The Napoleonic Code prohibited birth privileges allowed religious freedom. They specified that government employees should be awarded to the most competent. The terms of the law serve as the foundation for many other countries' civil codes in Europe and North America.
The Napoleonic Code was enacted in response to Napoleon's new constitution, which established the first consul. This position amounted to nothing less than a dictatorship. Following the French Revolution, instability persisted in France; in June 1799, a coup resulted in the Jacobins, a left-wing extremist faction, seizing control of the Directory.
Working with one of the new directors, Emmanuel Sieyes, Napoleon devised plans for a second coup that would place the two, together with Pierre-Roger Ducos, at the helm of the Consulate, a new administration.
The first consul was given the authority to designate ministers, generals, public workers, magistrates, and even legislative bodies under the new standards. Of course, Napoleon would be the one to carry out the duties of the first consul. The new constitution was quickly accepted in February 1800.
Napoleon directed his changes to the country's economy, judicial system, education, and the Church, as he restored Roman Catholicism as the state religion. He also secured a European peace that lasted only three years until the Napoleonic Wars began.
Napoleon's invasion of Russia
In 1812, France was horrified when Napoleon's Russian war was a colossal failure - and the beginning of Napoleon's demise.
Hundreds of thousands of soldiers in Napoleon's Grand Army were slain or severely wounded: only 10,000 soldiers remained fit for action out of an initial fighting force of 600,000 men.
The news of Napoleon's defeat energized his foes both inside and outside of France. While Napoleon led his march into Russia, a failed coup attempt occurred. The British began to push across French territory.
Napoleon surrendered to coalition armies on March 30, 1814, as international pressure mounted and his administration lacked the money to fight back.
Napoleon was compelled to cede power on April 6, 1814, and went into exile on the island of Elba in the Mediterranean Sea off the coast of Italy. His exile was short-lived, as he saw France stagger along without him.
Napoleon evacuated the island in March 1815 and swiftly returned to Paris. Napoleon triumphantly restored to power when King Louis XVIII fled.
But the euphoria that greeted Napoleon's return to power soon gave way to old disappointments and misgivings about his leadership.
The town of Waterloo
Napoleon led French troops into Belgium and destroyed the Prussians on June 16, 1815; two days later, he was beaten by the British, who were reinforced by Prussian warriors, at the Battle of Waterloo.
It was a crushing defeat, and Napoleon abdicated on June 22, 1815. In an attempt to extend his dynasty, he campaigned for his infant son, Napoleon II, to be declared Emperor, but the coalition refused the request.
The island St. Helena
Fearing a replay of Napoleon's earlier return from exile on Elba, the British authorities banished him to the distant island of St. Helena in the southern Atlantic after his abdication in 1815.

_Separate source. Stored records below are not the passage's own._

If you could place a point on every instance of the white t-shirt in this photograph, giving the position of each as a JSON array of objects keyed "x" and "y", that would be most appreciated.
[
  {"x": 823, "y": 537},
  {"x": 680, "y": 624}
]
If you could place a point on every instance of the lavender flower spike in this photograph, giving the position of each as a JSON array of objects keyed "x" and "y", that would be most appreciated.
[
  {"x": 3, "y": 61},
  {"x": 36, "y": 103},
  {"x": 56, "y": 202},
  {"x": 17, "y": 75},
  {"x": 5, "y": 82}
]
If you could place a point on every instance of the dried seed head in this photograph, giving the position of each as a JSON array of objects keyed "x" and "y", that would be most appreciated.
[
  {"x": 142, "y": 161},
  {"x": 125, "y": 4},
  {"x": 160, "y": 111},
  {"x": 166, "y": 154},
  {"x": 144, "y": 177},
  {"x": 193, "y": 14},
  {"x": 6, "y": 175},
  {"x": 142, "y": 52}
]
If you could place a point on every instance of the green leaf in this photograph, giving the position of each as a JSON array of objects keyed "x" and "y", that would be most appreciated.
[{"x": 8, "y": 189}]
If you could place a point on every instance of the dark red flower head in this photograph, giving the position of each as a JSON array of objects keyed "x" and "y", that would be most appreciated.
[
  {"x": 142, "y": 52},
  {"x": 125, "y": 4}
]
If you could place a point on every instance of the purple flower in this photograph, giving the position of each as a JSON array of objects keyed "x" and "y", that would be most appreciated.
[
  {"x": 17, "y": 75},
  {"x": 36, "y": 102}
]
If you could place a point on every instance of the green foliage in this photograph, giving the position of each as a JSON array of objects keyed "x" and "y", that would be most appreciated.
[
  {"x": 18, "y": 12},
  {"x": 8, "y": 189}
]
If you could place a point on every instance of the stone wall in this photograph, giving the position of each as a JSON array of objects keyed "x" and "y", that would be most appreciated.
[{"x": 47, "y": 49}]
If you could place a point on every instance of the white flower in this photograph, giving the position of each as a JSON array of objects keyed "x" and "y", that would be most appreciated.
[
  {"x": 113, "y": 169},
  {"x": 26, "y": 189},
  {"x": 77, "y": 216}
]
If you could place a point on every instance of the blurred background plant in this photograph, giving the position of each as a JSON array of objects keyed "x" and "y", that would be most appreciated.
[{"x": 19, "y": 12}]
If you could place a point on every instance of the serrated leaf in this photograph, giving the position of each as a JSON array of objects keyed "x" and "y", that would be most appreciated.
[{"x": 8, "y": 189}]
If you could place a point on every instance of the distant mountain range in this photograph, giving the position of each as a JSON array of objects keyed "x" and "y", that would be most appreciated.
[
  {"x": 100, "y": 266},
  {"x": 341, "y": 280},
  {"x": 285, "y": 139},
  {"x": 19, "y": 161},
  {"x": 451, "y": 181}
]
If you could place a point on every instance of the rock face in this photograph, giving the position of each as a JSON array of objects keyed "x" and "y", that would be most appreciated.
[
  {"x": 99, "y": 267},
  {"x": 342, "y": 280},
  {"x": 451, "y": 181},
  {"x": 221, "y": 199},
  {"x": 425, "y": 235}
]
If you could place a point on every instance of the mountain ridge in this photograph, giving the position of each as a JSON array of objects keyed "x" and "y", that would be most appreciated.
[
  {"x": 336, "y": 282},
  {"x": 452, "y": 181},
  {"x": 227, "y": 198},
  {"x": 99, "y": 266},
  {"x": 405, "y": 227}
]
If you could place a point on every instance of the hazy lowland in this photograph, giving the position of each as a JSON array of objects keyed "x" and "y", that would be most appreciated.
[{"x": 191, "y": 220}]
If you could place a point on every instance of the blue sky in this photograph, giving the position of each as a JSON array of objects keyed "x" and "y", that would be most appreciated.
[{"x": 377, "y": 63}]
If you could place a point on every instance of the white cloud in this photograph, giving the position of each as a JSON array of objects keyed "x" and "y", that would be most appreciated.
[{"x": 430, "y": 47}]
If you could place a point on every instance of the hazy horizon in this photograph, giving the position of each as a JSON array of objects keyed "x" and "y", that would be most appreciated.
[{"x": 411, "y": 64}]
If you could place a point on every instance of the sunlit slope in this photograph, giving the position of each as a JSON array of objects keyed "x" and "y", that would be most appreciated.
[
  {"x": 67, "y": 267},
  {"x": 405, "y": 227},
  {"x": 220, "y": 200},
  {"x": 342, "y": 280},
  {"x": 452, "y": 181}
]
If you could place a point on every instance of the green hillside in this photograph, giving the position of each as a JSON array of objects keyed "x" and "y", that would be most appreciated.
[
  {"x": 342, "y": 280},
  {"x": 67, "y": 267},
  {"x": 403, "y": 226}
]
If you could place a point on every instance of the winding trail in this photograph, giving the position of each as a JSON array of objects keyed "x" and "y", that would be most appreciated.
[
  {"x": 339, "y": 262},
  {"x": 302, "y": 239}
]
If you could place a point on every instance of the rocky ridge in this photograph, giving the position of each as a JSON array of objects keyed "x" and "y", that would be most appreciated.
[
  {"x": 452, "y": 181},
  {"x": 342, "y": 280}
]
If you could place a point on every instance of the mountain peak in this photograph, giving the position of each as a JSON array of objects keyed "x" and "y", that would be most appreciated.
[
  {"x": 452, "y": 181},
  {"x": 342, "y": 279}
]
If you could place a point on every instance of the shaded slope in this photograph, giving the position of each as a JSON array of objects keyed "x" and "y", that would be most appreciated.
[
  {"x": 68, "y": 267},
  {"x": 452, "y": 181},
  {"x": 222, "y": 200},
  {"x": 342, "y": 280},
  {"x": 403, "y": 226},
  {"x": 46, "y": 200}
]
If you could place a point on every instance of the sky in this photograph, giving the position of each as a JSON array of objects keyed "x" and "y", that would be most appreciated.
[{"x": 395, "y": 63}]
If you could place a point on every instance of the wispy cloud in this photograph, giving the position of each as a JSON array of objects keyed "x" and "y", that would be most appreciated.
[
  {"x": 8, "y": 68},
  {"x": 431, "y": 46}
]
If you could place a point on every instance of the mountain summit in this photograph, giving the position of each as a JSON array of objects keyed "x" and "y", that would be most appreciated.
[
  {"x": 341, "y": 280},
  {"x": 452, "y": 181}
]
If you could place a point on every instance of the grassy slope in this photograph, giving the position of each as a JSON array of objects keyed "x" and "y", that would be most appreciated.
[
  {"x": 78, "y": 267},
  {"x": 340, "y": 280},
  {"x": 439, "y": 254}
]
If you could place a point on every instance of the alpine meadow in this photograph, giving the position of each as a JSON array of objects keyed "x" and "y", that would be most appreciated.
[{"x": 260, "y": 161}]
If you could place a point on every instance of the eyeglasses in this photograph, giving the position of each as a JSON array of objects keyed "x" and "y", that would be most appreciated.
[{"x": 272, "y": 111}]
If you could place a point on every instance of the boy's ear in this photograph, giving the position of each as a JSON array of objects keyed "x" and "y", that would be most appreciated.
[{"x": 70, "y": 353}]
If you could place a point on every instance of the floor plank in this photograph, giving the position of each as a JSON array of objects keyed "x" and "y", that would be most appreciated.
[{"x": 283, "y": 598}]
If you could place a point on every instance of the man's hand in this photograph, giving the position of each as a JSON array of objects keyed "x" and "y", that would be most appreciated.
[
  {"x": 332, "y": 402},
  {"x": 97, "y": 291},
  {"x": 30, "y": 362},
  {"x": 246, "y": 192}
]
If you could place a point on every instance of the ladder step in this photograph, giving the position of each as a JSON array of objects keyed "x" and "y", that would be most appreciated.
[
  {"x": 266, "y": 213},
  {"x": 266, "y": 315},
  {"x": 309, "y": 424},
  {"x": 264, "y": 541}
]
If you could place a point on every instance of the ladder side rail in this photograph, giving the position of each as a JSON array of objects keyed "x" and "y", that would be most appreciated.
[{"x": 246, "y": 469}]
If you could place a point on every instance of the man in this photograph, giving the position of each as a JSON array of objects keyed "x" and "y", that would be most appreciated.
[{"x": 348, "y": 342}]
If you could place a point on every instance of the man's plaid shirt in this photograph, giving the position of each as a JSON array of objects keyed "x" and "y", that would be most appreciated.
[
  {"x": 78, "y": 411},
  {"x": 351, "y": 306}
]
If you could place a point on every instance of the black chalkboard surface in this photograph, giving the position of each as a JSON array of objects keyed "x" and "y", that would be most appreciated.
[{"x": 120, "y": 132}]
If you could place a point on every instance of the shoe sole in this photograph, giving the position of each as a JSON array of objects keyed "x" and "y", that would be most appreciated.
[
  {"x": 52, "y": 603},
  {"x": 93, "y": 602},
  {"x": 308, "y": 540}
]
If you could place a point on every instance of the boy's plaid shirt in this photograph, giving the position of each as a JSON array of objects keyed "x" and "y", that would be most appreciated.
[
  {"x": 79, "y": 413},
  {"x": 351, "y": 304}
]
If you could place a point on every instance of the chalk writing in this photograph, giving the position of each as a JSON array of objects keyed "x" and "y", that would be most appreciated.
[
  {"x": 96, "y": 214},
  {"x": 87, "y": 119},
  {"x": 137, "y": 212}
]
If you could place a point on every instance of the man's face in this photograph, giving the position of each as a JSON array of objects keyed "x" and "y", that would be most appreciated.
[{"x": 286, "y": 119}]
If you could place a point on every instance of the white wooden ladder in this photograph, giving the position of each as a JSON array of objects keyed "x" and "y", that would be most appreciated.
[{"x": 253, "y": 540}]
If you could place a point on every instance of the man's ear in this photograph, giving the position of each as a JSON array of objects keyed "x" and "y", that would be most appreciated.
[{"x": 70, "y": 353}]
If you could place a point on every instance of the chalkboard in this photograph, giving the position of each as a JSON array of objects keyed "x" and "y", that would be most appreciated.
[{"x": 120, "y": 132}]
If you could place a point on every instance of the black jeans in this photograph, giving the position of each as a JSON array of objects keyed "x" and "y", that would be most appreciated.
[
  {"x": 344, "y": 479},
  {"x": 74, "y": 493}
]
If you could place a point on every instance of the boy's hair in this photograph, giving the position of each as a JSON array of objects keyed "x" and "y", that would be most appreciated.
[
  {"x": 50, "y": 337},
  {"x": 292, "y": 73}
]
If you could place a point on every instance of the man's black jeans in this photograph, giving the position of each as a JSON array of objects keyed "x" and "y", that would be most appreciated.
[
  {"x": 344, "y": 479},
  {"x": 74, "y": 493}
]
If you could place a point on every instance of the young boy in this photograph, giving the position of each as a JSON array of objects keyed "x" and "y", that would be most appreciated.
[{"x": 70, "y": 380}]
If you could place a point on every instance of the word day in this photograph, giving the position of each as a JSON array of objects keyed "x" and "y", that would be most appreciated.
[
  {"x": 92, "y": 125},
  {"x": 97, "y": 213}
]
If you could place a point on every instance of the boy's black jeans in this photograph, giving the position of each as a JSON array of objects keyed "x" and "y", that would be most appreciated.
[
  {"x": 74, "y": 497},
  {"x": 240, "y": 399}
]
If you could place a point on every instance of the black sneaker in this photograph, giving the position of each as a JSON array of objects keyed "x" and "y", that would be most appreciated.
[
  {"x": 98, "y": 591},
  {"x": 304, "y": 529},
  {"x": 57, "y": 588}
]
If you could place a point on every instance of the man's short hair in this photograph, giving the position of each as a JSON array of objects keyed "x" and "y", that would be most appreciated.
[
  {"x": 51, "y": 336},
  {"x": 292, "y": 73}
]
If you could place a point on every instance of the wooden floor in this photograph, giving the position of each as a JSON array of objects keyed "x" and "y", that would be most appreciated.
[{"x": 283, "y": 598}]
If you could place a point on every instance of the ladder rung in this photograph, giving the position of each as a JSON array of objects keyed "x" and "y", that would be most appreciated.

Napoleon was mostly free to do as he liked in his new residence. He had lazy mornings, wrote frequently, and read extensively. But the monotony of life eventually got to him, and he often walled himself away inside.
The End of life
Napoleon died on the island of St. Helena on May 5, 1821, at the age of 51. Napoleon's health had deteriorated by 1817, and he displayed early signs of a stomach ulcer or even cancer.
In early 1821, he was bedridden and weakening by the day. In April of that year, he wrote his final will and testament, saying, "I wish my ashes to lie on the banks of the Seine, amid that French person which I have loved so dearly." I am assassinated by the English elite and its paid assassins before my time.